Pancuronium is a typical non-depolarizing curare-mimetic muscle relaxant. It competitively inhibits the nicotinic acetylcholine receptor at the neuromuscular junction by blocking the binding of acetylcholine. It has slight vagolytic activity, causing an increase in heart rate, but no ganglioplegic (i.e., blocking ganglions) activity. It is a very potent muscle relaxant drug, with an ED_{50} (i.e., the dose that causes 95% depression of muscle twitch response) of only 60 μg/kg body weight. Onset of action is relatively slow compared to other similar drugs, in part due to its low dose: an intubating dose takes 3–6 minutes for full effect.
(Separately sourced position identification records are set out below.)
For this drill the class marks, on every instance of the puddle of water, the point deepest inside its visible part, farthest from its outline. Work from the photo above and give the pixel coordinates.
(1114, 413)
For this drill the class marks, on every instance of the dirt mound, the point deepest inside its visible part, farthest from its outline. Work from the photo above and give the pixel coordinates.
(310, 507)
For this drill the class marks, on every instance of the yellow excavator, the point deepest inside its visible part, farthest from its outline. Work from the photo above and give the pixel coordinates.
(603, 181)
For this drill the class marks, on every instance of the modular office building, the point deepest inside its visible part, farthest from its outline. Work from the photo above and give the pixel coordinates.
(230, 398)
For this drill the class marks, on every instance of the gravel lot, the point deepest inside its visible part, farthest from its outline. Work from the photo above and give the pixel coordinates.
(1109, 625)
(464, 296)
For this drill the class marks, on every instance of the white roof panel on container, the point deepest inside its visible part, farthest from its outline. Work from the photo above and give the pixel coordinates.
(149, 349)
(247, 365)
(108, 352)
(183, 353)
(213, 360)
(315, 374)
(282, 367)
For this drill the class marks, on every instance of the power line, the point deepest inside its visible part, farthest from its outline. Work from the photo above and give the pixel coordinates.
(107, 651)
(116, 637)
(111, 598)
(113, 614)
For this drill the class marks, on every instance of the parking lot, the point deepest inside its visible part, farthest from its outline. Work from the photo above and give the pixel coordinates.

Clinical effects (muscle activity lower than 25% of physiological) last for about 100 minutes. The time needed for full (over 90% muscle activity) recovery after single administration is about 120–180 minutes in healthy adults.

The effects of pancuronium can be at least partially reversed by anticholinesterasics, such as neostigmine, pyridostigmine, and edrophonium.

== History ==
Workers at Organon were inspired by the structure of the aminosteroid alkaloid malouetine to develop a series of aminosteroid neuromuscular blockers based on an androstane nucleus, culminating in the development of pancuronium bromide.

Pancuronium is designed to mimic the action of two molecules of acetylcholine with the quaternary nitrogen atoms spaced rigidly apart by the steroid rings at a distance of ten atoms (interonium distance).
Decamethonium and suxamethonium also have this same interonium distance.

== Society and culture ==

=== Uses in crime ===
Pancuronium was used in Efren Saldivar's killing spree. It was also used by the Skin Hunters to kill patients in the Polish city of Łódź. Pavulon was also used by Richard Angelo in 1987 to kill at least ten patients under his care at the Good Samaritan Hospital in New York.